If my story will be an echo of hers.
The way it always has been.
But then Hart is on top of me. And I’m not thinking of anything any more.
Not even Elora.
Or Zale, with his ice-fire eyes and his electric touch.
All I’m thinking about is Hart.
How I wish I could press kisses to all the broken places way down deep inside him. All the sore spots I know I’ll never be able to reach. But I can’t. So my mouth finds his collarbone. His jaw. The hollow at the base of his neck.
Hart decides to pick up the pace, and I don’t complain when he fast-forwards to the part where he awkwardly tries to unbutton my shorts and slide them down my legs. But they get all tangled around my ankles when I try to kick them off. And Hart laughs. It’s a low, genuine chuckle deep in his throat, and when I hear it, I fall absolutely head over heels in love with him all over again.
For like the ten millionth time in seventeen summers.
That moment slips away like river fog, though, and Hart presses himself hard against me. I reach down to touch him through his jeans, and he hisses. I feel his teeth at my neck. Sharp. Not kissing me any more. Biting. Nipping. Pulling at me. Eating me alive.
Devouring me.
His breath is ragged and whiskey-thick. He pants in my ear and growls my name as he slides a rough hand under my bra.
From his side of the pond, Willie Nelson grunts and bellows at us, like maybe we’re the noisy neighbors keeping him awake.
I fumble with the buttons on Hart’s jeans, but I can’t get them undone.
His tongue moves over the edges of my teeth, one hand tangled in my hair, as he yanks his fly open. I hear the metal buttons scatter across the bottom of the boat.
He shoves his own hand down the front of his jeans, and I feel him moving against me as I open my mouth wider for him. Denim rubs at my thighs, and the weight of him steals my breath.
I tug at the waist of his jeans, trying to pull them down, but he won’t let me.
“No,” he says. “Don’t. I just need –” But then my mouth finds his neck again, and his words become meaningless syllables as his hand keeps working.
“Fuck!” I feel all his muscles tighten before he goes limp in my arms.
And that’s it.
It’s all over.
Whatever it was that pulled us toward each other drifts away like mist.
Or cigarette smoke.
Hart helps me up. He slings his T-shirt over one shoulder before he shakes the cypress needles out of my tank top and hands it back to me. I turn it right side out and pull it over my head before I tug on my shorts.
He straightens up his jeans. Mutters something about the buttons. And how late it is. Tries to laugh again.
Fails.
Then he walks me home. He doesn’t hold my hand, but he does manage to mumble, “Night.”
Nothing more than that. And even that is more than I can force out.
When Hart leaves, I reach for the doorknob. But Evie suddenly appears out of the shadows on her front porch. She looks so small, and she moves so silently in my direction that I mistake her for Wrynn at first. But then the moon catches that white-blonde hair.
“You lied to me,” she whispers. “You told me Hart didn’t love you.” Her chin quivers, and the misery in her voice is more than I can bear tonight.
“He doesn’t. Evie –”
She comes a few steps closer. Her eyes are the color of river fog.

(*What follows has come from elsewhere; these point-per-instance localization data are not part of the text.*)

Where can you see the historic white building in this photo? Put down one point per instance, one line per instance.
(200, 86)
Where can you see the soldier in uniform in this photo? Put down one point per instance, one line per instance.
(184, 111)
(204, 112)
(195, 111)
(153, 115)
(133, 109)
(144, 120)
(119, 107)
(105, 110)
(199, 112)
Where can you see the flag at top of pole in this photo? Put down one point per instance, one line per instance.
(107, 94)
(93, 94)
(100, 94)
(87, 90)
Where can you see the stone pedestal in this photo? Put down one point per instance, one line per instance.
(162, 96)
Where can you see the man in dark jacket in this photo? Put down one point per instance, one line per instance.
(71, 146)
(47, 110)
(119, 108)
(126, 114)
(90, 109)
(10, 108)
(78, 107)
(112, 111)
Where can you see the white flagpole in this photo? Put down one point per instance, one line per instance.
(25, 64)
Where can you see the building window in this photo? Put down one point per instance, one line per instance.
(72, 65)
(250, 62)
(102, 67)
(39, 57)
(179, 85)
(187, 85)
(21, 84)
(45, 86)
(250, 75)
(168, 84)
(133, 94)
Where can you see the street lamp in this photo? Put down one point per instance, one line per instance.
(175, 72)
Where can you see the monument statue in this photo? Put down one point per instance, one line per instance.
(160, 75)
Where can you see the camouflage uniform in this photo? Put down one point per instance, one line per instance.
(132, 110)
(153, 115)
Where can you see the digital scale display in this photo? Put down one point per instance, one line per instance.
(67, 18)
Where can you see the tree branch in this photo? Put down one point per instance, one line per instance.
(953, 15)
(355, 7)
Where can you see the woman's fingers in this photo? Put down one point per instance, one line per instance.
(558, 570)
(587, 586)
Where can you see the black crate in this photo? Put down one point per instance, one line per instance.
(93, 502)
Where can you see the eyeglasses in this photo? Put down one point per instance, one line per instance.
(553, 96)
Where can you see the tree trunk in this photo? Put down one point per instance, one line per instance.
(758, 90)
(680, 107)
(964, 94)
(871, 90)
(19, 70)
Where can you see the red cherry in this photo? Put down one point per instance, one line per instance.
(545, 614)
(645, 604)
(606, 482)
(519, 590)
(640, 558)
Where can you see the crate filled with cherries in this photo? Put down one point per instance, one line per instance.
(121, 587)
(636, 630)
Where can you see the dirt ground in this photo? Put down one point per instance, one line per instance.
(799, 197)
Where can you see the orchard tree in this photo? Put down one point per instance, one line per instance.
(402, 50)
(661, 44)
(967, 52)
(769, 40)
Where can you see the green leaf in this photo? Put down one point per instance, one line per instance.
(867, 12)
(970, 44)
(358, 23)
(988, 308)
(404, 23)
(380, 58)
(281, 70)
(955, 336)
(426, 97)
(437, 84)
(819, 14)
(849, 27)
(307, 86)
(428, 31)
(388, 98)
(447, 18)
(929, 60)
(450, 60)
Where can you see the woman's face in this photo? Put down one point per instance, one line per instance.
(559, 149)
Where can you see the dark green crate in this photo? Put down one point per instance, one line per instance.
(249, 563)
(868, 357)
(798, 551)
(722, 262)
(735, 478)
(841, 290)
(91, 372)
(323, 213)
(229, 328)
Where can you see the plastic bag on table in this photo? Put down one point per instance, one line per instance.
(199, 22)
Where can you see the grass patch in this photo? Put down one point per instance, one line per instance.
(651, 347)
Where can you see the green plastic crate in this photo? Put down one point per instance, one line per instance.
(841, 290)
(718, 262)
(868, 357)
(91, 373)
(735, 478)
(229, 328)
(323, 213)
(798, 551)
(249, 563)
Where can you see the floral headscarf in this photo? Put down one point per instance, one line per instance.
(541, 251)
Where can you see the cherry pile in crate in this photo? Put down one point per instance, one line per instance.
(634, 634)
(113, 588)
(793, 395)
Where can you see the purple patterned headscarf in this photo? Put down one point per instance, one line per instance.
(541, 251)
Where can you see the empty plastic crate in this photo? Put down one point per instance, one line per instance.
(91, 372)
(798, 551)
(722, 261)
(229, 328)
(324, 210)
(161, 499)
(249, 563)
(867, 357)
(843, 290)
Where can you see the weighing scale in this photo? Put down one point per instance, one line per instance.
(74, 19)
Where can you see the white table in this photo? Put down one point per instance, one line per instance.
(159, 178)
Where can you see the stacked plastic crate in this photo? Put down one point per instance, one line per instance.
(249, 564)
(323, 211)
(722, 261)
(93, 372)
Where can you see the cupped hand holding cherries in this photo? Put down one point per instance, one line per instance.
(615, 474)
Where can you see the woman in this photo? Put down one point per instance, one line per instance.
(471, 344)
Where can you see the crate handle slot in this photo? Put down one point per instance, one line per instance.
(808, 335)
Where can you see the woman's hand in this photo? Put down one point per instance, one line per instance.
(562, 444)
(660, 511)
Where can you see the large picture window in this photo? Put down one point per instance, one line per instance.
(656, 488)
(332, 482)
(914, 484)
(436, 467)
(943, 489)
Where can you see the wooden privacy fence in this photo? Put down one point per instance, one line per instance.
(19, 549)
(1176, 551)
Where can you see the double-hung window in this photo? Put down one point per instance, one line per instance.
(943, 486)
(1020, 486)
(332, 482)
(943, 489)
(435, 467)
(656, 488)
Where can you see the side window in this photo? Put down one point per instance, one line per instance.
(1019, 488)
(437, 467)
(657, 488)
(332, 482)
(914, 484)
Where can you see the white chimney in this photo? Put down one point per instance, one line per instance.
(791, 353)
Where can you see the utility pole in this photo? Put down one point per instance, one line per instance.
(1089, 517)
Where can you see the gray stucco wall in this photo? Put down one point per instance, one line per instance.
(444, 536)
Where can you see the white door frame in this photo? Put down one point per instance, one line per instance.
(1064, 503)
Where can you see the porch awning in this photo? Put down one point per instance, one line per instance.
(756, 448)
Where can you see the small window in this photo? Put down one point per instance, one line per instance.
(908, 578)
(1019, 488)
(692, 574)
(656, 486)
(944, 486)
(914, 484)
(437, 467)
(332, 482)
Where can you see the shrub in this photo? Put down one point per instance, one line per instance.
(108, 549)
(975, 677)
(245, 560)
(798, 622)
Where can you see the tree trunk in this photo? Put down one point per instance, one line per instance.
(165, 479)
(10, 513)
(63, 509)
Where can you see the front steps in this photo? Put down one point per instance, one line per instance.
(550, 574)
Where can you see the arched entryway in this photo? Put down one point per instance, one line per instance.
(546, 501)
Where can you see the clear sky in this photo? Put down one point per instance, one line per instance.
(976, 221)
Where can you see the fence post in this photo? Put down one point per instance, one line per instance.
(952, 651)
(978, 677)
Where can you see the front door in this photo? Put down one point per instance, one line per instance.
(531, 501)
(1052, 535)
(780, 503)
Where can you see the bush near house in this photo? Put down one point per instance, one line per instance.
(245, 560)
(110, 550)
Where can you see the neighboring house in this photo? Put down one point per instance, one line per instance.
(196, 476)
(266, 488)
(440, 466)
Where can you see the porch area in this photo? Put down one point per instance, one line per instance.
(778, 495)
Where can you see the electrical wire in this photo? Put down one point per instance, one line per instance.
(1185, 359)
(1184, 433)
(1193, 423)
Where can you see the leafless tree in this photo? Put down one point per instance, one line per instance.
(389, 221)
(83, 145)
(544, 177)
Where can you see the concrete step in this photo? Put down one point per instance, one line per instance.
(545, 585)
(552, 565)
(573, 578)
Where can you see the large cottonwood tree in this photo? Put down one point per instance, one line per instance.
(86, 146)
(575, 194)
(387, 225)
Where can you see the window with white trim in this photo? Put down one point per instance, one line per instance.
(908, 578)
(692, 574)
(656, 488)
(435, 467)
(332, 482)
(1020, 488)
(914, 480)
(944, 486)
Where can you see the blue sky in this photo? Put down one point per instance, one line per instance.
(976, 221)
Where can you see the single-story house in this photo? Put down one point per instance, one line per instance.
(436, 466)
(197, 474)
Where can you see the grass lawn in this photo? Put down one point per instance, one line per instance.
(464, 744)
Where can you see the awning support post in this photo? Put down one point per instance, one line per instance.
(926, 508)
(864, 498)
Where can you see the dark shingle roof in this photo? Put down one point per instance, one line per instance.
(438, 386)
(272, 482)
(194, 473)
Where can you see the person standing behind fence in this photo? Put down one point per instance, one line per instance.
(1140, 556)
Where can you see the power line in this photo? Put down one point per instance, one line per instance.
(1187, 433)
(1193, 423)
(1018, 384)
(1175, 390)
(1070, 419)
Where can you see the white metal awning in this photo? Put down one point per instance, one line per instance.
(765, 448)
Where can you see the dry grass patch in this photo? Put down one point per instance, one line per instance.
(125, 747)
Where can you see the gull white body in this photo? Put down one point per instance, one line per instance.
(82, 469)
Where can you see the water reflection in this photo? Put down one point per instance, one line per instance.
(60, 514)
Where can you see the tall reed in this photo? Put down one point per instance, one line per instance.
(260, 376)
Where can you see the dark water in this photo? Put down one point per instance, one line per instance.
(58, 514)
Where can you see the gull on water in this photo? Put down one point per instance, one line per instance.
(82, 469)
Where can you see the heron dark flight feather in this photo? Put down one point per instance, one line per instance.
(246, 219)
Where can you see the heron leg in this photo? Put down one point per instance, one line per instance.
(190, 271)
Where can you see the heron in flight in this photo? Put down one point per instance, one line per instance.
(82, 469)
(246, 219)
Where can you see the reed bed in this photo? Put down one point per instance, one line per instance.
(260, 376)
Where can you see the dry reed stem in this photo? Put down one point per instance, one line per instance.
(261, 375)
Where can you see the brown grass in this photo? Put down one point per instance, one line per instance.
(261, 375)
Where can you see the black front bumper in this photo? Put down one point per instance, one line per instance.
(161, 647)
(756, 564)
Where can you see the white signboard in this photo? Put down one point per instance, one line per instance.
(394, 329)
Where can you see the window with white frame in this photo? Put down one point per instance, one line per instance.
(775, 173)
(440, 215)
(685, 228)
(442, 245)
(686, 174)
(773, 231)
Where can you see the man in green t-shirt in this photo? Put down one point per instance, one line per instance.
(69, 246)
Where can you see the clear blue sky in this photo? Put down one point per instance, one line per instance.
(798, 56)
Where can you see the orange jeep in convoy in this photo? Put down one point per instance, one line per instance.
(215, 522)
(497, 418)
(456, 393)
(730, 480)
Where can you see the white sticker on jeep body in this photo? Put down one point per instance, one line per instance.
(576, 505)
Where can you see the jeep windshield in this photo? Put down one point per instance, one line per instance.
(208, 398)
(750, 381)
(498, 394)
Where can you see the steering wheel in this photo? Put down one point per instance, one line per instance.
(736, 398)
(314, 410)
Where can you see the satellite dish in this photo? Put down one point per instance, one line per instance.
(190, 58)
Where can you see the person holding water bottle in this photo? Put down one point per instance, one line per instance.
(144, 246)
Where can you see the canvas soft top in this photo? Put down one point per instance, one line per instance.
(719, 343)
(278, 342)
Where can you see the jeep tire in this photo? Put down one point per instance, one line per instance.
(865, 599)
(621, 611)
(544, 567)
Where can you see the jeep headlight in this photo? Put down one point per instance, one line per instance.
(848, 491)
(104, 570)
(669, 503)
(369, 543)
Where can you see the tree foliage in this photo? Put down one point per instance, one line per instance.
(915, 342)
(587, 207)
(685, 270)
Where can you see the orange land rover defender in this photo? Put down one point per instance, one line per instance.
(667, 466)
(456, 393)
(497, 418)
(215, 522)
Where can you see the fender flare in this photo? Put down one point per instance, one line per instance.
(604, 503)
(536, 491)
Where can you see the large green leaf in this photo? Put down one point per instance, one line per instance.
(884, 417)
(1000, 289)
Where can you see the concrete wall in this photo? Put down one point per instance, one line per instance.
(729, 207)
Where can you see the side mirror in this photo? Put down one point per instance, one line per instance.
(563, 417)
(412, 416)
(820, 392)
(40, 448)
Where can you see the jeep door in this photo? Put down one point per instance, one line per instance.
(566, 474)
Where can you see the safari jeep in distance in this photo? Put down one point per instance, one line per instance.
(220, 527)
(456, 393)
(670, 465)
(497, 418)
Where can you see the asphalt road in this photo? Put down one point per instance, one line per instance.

“Please don’t take him away, Grey.” She reaches for my hand. Squeezes hard. “He’s the only good person left in this whole place.” She bursts into tears. “You don’t understand. You don’t know what he did for me. He saved me, Grey. If he leaves –”
“I do know, Evie.” She stares at me. Mouth open like a door off its hinges. “Hart told me what he did. For you.”
“He told you?” Her words are a terrified whisper. Evie blinks. Gives her head a little shake. She lets go of my hand. Takes a step backward. And I see her shiver.
“You don’t need to be afraid,” I tell her. But she’s still frozen. “Vic won’t hurt you any more. Or your mama.”
Evie kind of melts, and I pull her close to wrap her up in a hug. She clings to me like I’m some kind of life preserver. She’s the closest thing I’ve ever had to a little sister. And I wish so much that I could keep her safe.
From Victor. And men like him.
From this place.
From the hurt of loving someone who won’t ever be capable of loving her back. At least not the way she wants.
But I can’t protect her from any of that. So I hold her and stroke her hair while she cries. I breathe in the sweet summertime scent of her. And I promise her over and over that Hart isn’t going anywhere. That he loves her.